Kur'an-ı Kerim ve Türkçe Meali Sayfa 231
82. Nihayet emrimiz uygulamaya konunca, o (kirlenmiş) memleketin üstünü altına getirdik ve üzerine pişmiş balçıktan taş yağdırdık,
83. (Taşlar yağdırdık) Rabbin katında her birinin kime gideceği belirlenmiş. Böyle bir taş yağmuru, her dönemde ve her yerdeki zalimlerden uzak değildir.
84. Medyen halkına ise, yine kendi içlerinden kardeşleri Şuayb’ı gönderdik. O da, (diğerleri gibi,) “Ey halkım!” dedi: “Allah’a ibadet edin; sizin için O’ndan başka bir ilâh yoktur. Ölçüyü ve tartıyı eksik tutmayın. Ben, sizi (helâl yoldan kazanmadığınız ve şükrünü eda edemediğiniz) büyük bir servet içinde görüyor ve azabıyla sizi çepeçevre kuşatacak bir günden korkuyorum.
85. “Ey halkım! Ölçüyü ve tartıyı büyük bir titizlik ve tam bir doğrulukla yerine getirin; kendilerine ait mallarda haklarını eksiltmek suretiyle insanlara zulmetmeyin ve bozguncular kesilerek memlekette karışıklık çıkarmayın.
86. “Eğer mü’min iseniz bilin ki, Allah’ın kâr ve kazanç olarak helâlinden size bıraktığı, hakkınızda çok daha hayırlıdır. Ben, (sizin iyiliğinizi düşünerek öğüt veriyorum,) yoksa başınızda bir koruyucu ve gözetleyici değilim.”
87. “Ey Şuayb!” dediler: “Kendilerine atalarımızın tapageldiği ilâhlarımızı bırakmamızı ve mallarımızda dilediğimiz gibi tasarrufta bulunmaktan vazgeçmemizi yoksa sana namazın mı emrediyor? Sen, aslında yumuşak ve akıllıuslu bir adamsın.”
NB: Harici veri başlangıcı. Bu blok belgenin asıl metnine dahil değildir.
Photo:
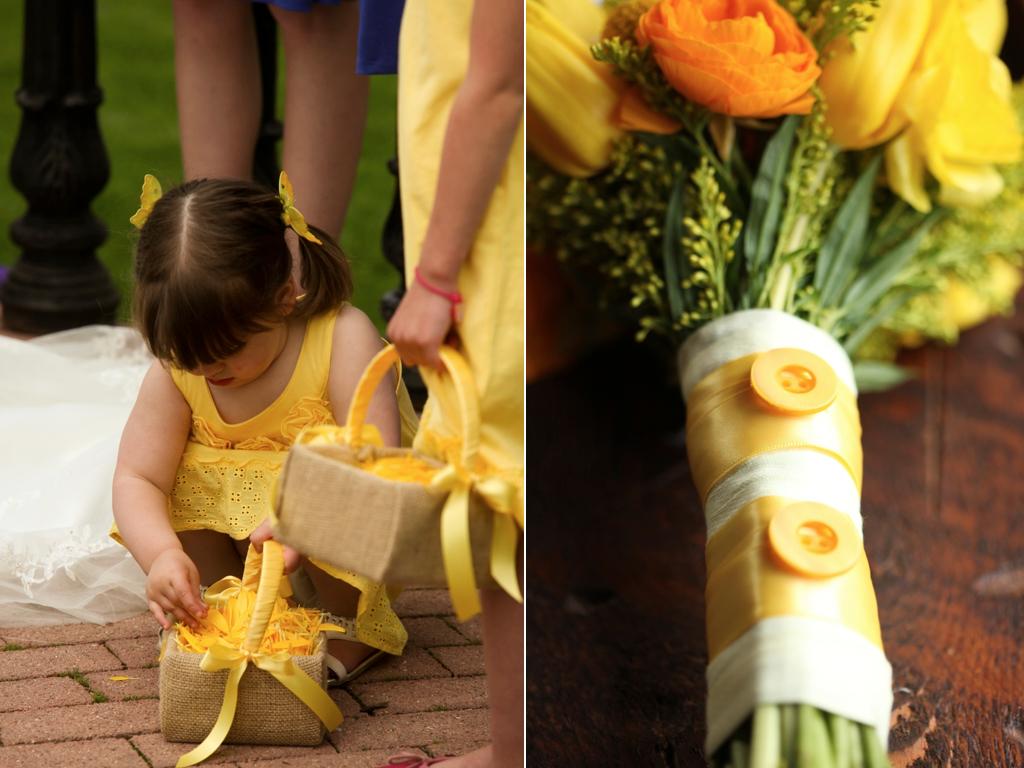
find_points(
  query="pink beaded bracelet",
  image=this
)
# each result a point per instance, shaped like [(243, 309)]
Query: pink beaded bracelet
[(454, 297)]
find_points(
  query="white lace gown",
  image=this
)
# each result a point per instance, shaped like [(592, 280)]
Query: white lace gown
[(64, 401)]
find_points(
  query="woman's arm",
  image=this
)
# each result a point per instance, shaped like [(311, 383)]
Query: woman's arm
[(151, 450), (482, 125)]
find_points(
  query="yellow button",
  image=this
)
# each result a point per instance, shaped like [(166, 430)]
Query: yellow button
[(814, 540), (794, 381)]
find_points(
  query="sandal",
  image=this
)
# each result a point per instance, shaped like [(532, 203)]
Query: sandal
[(342, 675), (413, 761)]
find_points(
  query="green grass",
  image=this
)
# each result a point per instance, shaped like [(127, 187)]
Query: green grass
[(138, 123)]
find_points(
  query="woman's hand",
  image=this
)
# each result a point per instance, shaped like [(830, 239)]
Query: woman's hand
[(264, 532), (172, 587), (420, 326)]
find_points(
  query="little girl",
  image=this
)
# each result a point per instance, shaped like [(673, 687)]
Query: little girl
[(243, 365)]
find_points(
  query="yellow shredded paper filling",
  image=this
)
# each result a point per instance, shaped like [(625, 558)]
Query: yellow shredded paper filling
[(293, 630), (402, 468)]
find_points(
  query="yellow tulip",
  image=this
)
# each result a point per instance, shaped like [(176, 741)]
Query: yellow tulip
[(570, 97), (924, 78)]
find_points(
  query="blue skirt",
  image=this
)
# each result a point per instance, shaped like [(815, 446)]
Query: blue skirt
[(379, 23)]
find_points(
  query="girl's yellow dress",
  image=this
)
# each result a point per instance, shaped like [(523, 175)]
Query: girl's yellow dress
[(225, 478), (433, 56)]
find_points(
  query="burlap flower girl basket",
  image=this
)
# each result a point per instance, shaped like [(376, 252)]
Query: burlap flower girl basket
[(393, 514), (247, 688)]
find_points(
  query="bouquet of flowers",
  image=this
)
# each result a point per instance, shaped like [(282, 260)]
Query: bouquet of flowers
[(782, 194)]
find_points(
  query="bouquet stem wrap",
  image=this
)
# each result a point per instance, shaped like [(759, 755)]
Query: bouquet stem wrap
[(773, 436)]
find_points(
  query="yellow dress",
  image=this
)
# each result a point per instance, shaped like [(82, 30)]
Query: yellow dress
[(226, 474), (433, 54)]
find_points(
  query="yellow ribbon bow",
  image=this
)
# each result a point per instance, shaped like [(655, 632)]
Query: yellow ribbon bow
[(502, 497), (223, 656), (152, 192), (291, 215)]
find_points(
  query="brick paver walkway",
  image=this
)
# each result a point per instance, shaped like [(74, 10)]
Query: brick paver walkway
[(58, 706)]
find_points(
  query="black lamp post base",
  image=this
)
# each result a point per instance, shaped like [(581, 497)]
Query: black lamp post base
[(44, 298)]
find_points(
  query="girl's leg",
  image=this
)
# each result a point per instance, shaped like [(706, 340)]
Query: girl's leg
[(214, 554), (342, 599), (325, 109), (216, 68)]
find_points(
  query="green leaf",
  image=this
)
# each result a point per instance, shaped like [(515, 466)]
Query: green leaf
[(878, 279), (878, 376), (845, 244), (875, 317), (671, 236), (766, 197), (766, 740)]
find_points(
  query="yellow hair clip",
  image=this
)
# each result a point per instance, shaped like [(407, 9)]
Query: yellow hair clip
[(291, 215), (152, 192)]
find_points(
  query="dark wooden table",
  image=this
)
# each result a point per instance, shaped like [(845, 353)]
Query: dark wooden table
[(615, 624)]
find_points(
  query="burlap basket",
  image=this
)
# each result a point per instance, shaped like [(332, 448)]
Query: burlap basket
[(389, 530), (266, 713)]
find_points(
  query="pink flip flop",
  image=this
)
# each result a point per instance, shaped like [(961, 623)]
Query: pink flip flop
[(413, 761)]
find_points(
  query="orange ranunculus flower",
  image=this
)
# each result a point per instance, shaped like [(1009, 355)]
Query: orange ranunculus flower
[(741, 57)]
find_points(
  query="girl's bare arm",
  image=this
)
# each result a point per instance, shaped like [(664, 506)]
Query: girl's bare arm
[(151, 450)]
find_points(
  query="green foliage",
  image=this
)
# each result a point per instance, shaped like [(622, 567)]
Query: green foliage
[(708, 249), (826, 19), (608, 228), (637, 66)]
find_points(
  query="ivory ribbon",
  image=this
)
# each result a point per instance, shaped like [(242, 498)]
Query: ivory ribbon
[(223, 656), (747, 584), (726, 426), (502, 497)]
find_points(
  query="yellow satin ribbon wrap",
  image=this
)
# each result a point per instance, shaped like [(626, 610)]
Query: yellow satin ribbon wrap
[(223, 656), (749, 582), (727, 424)]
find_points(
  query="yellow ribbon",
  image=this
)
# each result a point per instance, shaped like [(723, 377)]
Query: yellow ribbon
[(223, 656), (502, 497), (748, 582), (726, 425), (290, 215), (152, 192)]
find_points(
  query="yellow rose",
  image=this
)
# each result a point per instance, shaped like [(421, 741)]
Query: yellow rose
[(744, 57), (925, 79)]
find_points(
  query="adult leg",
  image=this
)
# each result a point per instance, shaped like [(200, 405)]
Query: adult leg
[(325, 109), (216, 66)]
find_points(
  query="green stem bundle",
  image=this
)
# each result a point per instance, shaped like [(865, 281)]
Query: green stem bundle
[(801, 736)]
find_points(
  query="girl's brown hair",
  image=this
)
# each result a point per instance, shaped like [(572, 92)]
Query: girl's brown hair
[(212, 266)]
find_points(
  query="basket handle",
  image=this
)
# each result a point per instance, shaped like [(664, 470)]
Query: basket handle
[(460, 377), (265, 569)]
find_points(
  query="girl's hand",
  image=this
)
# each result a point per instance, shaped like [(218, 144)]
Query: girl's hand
[(420, 326), (172, 587), (262, 534)]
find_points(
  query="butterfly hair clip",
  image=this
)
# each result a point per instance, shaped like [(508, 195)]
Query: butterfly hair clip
[(291, 215), (152, 192)]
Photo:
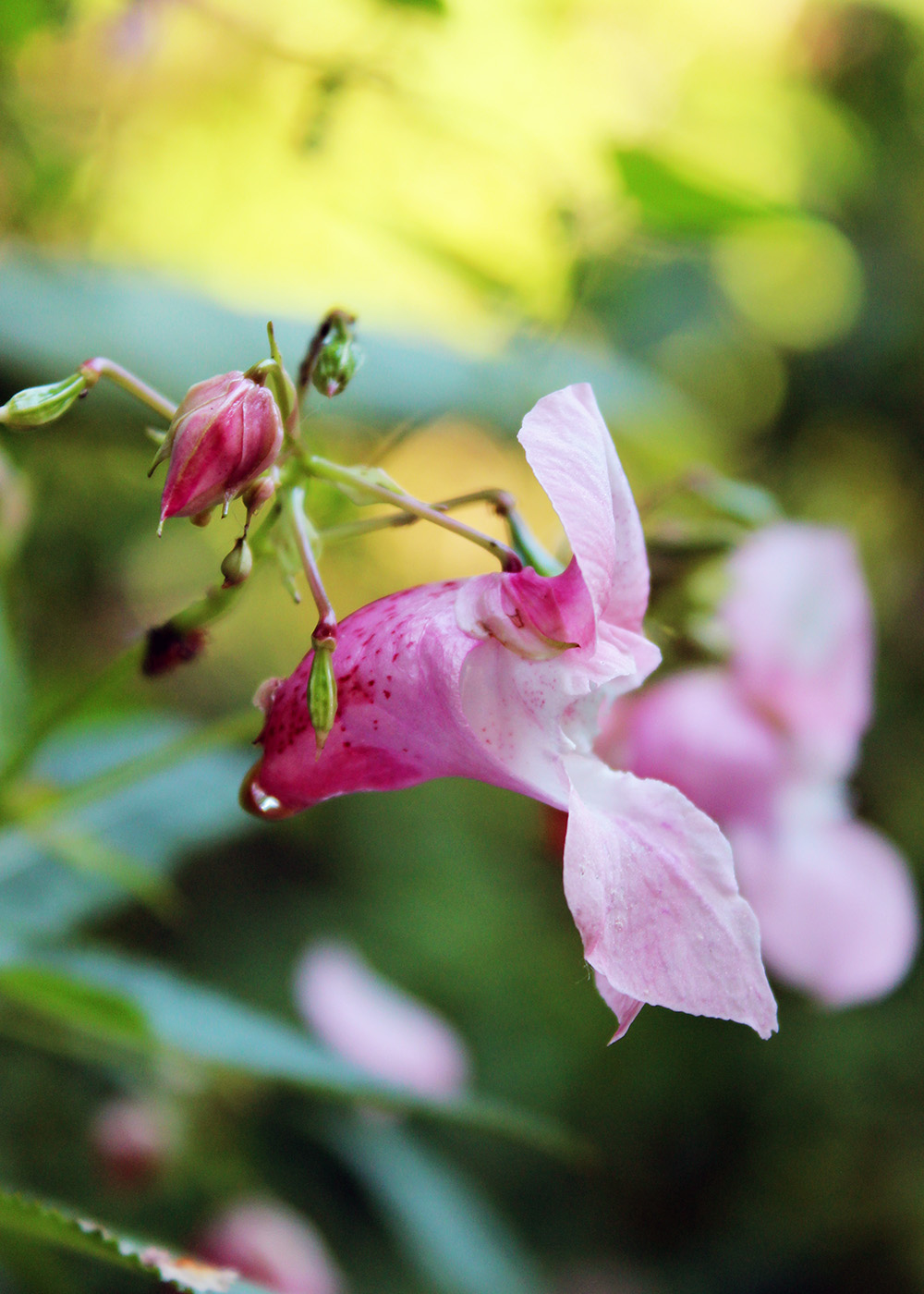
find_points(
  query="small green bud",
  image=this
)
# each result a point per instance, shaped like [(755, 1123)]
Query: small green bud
[(338, 358), (322, 689), (238, 565), (527, 546), (38, 405)]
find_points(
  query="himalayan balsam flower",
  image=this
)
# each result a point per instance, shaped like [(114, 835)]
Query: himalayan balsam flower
[(225, 433), (500, 678), (132, 1141), (375, 1025), (272, 1245), (765, 744)]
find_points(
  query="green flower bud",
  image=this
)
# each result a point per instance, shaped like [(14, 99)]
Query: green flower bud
[(527, 546), (238, 565), (322, 689), (38, 405), (338, 358)]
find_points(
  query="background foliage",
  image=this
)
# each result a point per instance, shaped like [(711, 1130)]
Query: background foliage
[(713, 211)]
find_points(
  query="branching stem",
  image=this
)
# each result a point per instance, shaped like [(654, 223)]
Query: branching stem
[(103, 368)]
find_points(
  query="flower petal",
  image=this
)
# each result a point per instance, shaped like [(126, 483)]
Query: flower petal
[(571, 452), (399, 718), (836, 908), (699, 734), (623, 1007), (650, 883), (800, 625), (375, 1025), (271, 1244)]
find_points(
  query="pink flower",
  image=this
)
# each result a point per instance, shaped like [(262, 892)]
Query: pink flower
[(501, 678), (375, 1025), (225, 433), (272, 1245), (764, 747), (133, 1139)]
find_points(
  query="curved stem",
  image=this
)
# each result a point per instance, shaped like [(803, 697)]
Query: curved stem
[(302, 533), (414, 507)]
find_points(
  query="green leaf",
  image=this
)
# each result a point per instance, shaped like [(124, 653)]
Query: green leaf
[(96, 858), (204, 1026), (18, 18), (679, 206), (743, 501), (70, 1002), (440, 1218), (23, 1219), (128, 800)]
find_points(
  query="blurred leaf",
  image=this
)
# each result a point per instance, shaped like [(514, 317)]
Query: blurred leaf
[(93, 857), (675, 204), (54, 873), (443, 1222), (75, 1005), (743, 501), (55, 310), (30, 1220), (21, 17), (213, 1029)]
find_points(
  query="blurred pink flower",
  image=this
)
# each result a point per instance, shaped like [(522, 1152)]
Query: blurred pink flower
[(765, 744), (132, 1138), (375, 1025), (272, 1245), (501, 678), (225, 433)]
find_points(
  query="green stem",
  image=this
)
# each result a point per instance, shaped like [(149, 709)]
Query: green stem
[(303, 536), (416, 507), (225, 731), (103, 368)]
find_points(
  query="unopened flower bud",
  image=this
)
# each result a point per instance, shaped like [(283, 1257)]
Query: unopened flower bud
[(274, 1245), (132, 1141), (238, 563), (38, 405), (339, 356), (257, 495), (224, 435), (322, 689)]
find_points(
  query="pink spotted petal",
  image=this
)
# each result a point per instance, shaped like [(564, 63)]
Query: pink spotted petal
[(836, 906), (399, 717), (572, 455), (699, 733), (650, 883), (798, 618), (375, 1025)]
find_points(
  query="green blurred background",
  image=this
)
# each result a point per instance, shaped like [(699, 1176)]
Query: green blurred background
[(711, 209)]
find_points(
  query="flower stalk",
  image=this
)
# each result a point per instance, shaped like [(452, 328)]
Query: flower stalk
[(413, 507)]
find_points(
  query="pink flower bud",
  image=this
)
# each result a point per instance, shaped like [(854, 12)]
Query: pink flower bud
[(272, 1245), (225, 433), (375, 1025), (132, 1139)]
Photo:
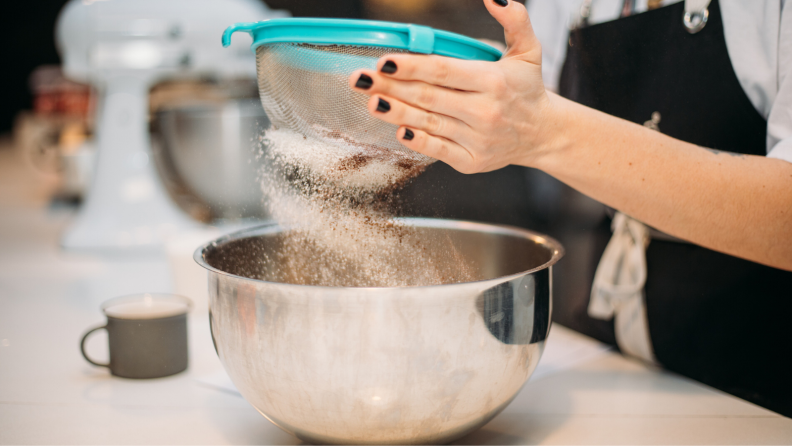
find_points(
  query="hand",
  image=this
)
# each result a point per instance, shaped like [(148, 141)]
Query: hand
[(475, 116)]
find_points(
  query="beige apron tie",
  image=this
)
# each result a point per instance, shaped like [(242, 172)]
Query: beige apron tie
[(617, 291)]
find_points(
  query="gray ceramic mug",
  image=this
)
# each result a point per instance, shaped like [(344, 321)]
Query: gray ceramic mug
[(147, 335)]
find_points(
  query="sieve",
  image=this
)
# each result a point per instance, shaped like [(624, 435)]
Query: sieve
[(303, 66)]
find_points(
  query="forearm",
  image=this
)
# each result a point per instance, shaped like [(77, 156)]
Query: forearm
[(737, 204)]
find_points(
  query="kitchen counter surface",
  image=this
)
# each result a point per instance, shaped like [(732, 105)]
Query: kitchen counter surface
[(49, 394)]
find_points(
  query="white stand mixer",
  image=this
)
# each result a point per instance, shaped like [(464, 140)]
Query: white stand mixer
[(123, 48)]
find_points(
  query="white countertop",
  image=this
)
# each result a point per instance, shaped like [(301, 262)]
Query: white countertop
[(49, 394)]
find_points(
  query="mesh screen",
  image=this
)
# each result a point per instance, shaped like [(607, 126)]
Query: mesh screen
[(305, 88)]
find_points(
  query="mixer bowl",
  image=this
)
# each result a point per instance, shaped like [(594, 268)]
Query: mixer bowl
[(211, 148), (383, 365)]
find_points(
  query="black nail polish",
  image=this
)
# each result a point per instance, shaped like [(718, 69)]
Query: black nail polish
[(383, 106), (364, 81), (389, 67)]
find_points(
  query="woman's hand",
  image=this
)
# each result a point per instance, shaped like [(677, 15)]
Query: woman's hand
[(475, 116)]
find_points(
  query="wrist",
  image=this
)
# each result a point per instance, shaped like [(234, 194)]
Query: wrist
[(552, 135)]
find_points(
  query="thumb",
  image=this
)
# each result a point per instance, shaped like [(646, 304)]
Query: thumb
[(521, 42)]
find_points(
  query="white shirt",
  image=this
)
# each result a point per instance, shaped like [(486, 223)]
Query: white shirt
[(758, 38)]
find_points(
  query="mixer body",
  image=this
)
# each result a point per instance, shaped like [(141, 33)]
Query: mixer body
[(385, 365)]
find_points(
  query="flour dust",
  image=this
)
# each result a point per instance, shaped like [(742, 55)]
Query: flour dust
[(337, 200)]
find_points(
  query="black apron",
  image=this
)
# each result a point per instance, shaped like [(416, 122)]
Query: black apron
[(712, 317)]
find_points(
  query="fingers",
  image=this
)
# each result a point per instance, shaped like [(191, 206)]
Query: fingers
[(454, 103), (435, 147), (399, 113), (466, 75), (520, 37)]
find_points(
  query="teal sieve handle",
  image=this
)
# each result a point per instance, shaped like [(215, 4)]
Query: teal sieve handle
[(414, 38), (246, 27)]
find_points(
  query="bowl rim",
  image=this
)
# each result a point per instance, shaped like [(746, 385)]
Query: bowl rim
[(552, 244)]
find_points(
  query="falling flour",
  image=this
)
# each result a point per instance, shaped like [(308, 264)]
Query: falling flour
[(337, 200)]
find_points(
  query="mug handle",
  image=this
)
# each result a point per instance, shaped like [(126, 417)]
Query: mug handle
[(82, 346)]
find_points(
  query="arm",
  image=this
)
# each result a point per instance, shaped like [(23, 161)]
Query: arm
[(479, 116), (737, 204)]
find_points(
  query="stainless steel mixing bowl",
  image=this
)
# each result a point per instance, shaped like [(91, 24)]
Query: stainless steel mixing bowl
[(383, 365)]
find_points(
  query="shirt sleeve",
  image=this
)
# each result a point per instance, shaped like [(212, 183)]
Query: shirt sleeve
[(550, 21), (779, 123)]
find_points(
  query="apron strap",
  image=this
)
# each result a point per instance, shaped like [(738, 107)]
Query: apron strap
[(617, 291), (696, 15)]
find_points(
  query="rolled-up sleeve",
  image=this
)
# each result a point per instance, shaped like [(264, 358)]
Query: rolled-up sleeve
[(779, 122)]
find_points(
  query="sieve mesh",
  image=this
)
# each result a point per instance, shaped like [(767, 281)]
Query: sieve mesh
[(305, 88)]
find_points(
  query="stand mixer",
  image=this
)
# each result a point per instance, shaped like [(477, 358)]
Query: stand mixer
[(123, 48)]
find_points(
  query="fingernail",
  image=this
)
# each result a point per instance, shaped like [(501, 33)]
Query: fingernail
[(364, 81), (383, 106), (390, 66)]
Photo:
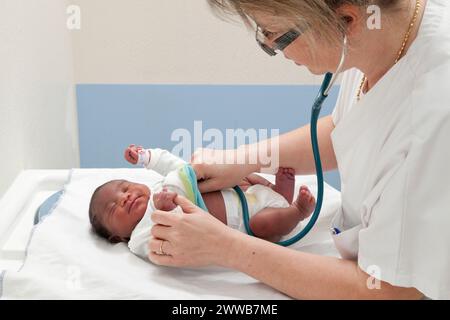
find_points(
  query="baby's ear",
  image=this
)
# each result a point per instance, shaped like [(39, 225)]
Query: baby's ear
[(116, 239)]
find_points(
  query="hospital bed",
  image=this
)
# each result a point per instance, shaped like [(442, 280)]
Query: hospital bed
[(48, 251)]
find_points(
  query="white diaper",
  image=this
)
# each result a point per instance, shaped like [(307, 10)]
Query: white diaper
[(258, 197)]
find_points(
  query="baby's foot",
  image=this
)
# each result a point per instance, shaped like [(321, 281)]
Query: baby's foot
[(285, 183), (305, 202), (165, 200)]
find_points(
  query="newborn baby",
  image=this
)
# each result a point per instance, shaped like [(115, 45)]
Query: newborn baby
[(120, 210)]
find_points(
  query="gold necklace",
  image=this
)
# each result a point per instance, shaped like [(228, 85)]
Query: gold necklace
[(402, 49)]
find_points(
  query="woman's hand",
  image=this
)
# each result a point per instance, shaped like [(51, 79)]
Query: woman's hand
[(219, 169), (131, 153), (191, 239)]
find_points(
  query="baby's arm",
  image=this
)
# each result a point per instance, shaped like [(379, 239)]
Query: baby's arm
[(159, 160)]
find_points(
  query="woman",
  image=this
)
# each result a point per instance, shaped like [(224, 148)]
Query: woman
[(388, 136)]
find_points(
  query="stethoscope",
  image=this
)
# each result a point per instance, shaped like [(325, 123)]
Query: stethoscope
[(325, 88)]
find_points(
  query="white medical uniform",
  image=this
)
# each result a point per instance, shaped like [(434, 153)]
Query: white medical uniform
[(393, 154)]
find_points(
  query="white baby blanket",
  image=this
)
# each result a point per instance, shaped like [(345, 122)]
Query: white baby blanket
[(66, 261)]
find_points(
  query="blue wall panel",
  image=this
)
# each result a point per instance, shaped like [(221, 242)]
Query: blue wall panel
[(113, 116)]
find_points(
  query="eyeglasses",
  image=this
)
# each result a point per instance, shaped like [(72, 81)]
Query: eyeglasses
[(279, 44)]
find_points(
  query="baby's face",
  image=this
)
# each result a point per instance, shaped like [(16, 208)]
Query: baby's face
[(123, 205)]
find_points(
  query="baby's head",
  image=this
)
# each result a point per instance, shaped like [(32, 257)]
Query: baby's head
[(117, 207)]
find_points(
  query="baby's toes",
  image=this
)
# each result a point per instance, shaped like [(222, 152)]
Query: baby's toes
[(290, 172)]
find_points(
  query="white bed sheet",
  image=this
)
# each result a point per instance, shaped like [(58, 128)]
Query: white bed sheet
[(66, 261)]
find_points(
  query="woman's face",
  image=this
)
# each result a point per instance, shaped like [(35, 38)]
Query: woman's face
[(319, 59)]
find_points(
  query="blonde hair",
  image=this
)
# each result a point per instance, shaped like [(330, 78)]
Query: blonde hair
[(319, 15)]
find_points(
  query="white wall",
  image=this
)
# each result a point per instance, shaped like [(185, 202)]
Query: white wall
[(38, 124), (171, 41)]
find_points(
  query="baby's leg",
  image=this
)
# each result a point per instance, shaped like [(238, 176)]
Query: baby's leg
[(273, 223), (285, 183)]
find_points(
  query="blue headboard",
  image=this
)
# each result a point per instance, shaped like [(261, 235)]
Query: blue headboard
[(113, 116)]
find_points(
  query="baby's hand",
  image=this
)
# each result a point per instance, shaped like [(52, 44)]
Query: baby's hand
[(132, 153), (165, 200)]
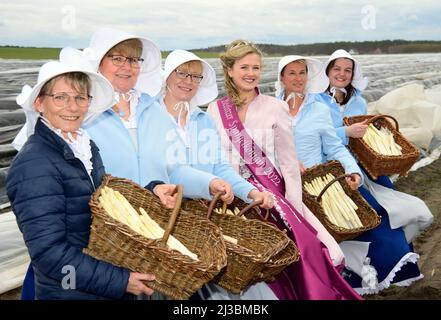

88. Şuayb, “Ey halkım!” dedi: “Ya ben, Rabbimden gelen apaçık ve kesin bir delile dayanıyorsam ve O bana katından peygamberlik vermiş, (lütuf ve kerem hazinesinden) beni (maddeten ve mânen) güzel bir şekilde rızıklandırmışsa..? Sonra, ben sizden vazgeçmenizi istediğim şeylerin aksini yapmak, (üzerinizde baskı kurarak bu ülkede bozgunculuk çıkarmak) istemiyorum ki! Tek gayem, gücüm yettiğince ıslahta bulunmaktır. Bunda başarılı olup olmamam da tamamen Allah’ın elindedir. Ben, yalnızca O’na dayanıp güvendim ve bütün kalbimle yalnızca O’na yönelirim.